We should maintain that if an interpretation of any word in any religion leads to disharmony and does not positively further the welfare of the many, then such an interpretation is to be regarded as wrong; that is, against the will of God, or as the working of Satan or Mara.

Buddhadasa Bikkhu, a Thai Buddhist Monk

Sunday, February 5, 2012

Jesus & the Agents of the Over Class - Mark 2:13-17 (xxviii)

Lion of St. Mark, Piazza San Marco, Venice
This posting is the 28th in a series (originally written in 1998) looking at the Gospel of Mark from the perspective of a historian. The first posting in this series is (here).

For 20 centuries Christian preachers have been castigating the tax collectors of Jesus' time as bad people--really, really bad people. Evidently, we've had good reason. Tax collectors were the oppressive agents of the over class. They made large, entirely legal profits by taking more from the people than they paid into the government's coffers. OK, they were "sinners," but they were wealthy oppressors, They did the over classes' dirty work for it and, in that sense, made the whole rotten, corrupt Roman system possible. They collected the money that paid the bills of oppression.

Thus, the Pharisees' question in Mark 2:16 is a fair one. Jesus, the exorcist and wisdom teacher, was supposed to be on the side of the people. So, what was he doing making up to the likes of tax collectors? To do so was unpatriotic. It also made him ritually unclean. Now, why would a supposedly pious man do such a thing? They must have suspected that Jesus was finding a way to fund his operation and pay the expenses on his home. His approach and bad attitudes weren't going to get him any funds from the pious wealthy. The poor didn't have much, if any, money. That left the dirty tax collectors as a viable source of funding.

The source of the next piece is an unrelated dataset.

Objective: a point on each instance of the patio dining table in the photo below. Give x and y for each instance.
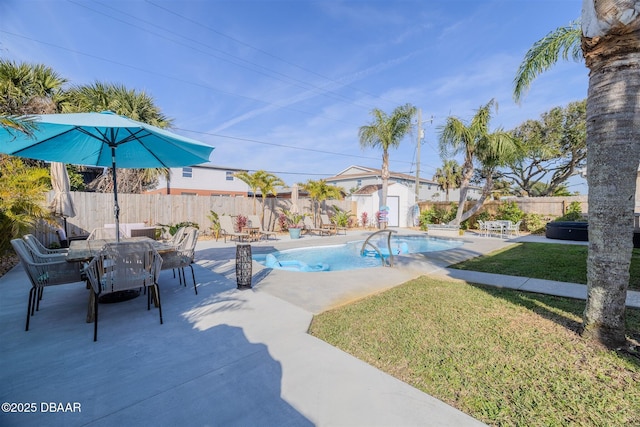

Assuming that Jesus' motivation wasn't pecuniary, as hardly seems likely given the kind of man he was, then we're thrown back on Mark's explanation. Jesus trafficked with these sinners out of a sense of compassion for them. This, in spite of the fact that they were the minions of the over class. Jesus' compassion for the tax collectors provides, possibly, an explanation as to why Jesus openly challenged the pious over class. He did it to try to communicate the gospel to them as well. He apparently thought that he could do that only through daring acts of public compassion and by challenging the Pharisees and others to learn new ways of thinking.